FAU-Forschende behandeln weltweit erstmals eine Autoimmunerkrankung mit zwei verschiedenen CAR-T-Zelltherapien
Forschende der Friedrich-Alexander-Universität Erlangen-Nürnberg (FAU) und des Uniklinikums Erlangen ist es gelungen, eine Patientin mit einer besonders schweren Form einer Autoimmunerkrankung nacheinander mit zwei unterschiedlichen Typen von CAR-T-Zellen zu behandeln. Die 45-jährige Frau, die am Antisynthetase-Syndrom litt, ist inzwischen seit über neun Monaten beschwerdefrei, ohne irgendwelche Medikamente einzunehmen. Die Ergebnisse sind nun in der renommierten Fachzeitschrift Nature Medicine veröffentlicht worden und könnten den Weg zu neuen Behandlungsstrategien ebnen.

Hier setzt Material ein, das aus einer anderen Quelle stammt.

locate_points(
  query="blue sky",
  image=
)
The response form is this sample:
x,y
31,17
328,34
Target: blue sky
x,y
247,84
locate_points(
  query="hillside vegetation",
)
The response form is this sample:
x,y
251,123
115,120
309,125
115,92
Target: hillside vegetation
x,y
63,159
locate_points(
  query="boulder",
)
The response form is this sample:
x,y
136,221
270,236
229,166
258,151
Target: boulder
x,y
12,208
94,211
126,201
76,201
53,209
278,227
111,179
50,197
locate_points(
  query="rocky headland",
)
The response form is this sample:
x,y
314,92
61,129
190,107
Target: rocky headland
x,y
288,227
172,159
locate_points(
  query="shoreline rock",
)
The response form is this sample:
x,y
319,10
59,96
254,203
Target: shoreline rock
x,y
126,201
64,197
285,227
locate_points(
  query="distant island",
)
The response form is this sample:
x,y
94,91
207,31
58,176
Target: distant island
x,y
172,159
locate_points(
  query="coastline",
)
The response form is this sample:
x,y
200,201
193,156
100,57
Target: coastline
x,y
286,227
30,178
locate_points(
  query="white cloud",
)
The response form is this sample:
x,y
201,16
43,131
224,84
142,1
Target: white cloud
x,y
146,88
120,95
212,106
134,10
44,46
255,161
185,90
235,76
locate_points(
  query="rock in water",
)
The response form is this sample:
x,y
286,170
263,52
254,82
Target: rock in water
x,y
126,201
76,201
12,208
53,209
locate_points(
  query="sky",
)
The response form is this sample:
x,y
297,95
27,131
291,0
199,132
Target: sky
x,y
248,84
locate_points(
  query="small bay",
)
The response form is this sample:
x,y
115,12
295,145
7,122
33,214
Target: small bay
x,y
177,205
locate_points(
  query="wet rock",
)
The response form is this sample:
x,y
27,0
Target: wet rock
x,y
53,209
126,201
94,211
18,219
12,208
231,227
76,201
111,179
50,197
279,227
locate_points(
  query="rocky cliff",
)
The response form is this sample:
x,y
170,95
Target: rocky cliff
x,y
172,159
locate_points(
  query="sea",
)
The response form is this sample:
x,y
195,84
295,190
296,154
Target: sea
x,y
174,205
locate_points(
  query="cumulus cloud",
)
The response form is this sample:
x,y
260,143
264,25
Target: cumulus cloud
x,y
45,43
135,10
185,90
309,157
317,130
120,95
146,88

Das Immunsystem schützt den Körper vor Krankheitserregern, doch bei Autoimmunerkrankungen gerät dieser Schutzmechanismus außer Kontrolle. Beim seltenen Antisynthetase-Syndrom greifen fehlgeleitete B-Zellen zentrale Strukturen an, die für die Übersetzung genetischer Informationen in Proteinen notwendig sind. Die Folge sind Entzündungen der Muskulatur, der Lunge und der Gelenke.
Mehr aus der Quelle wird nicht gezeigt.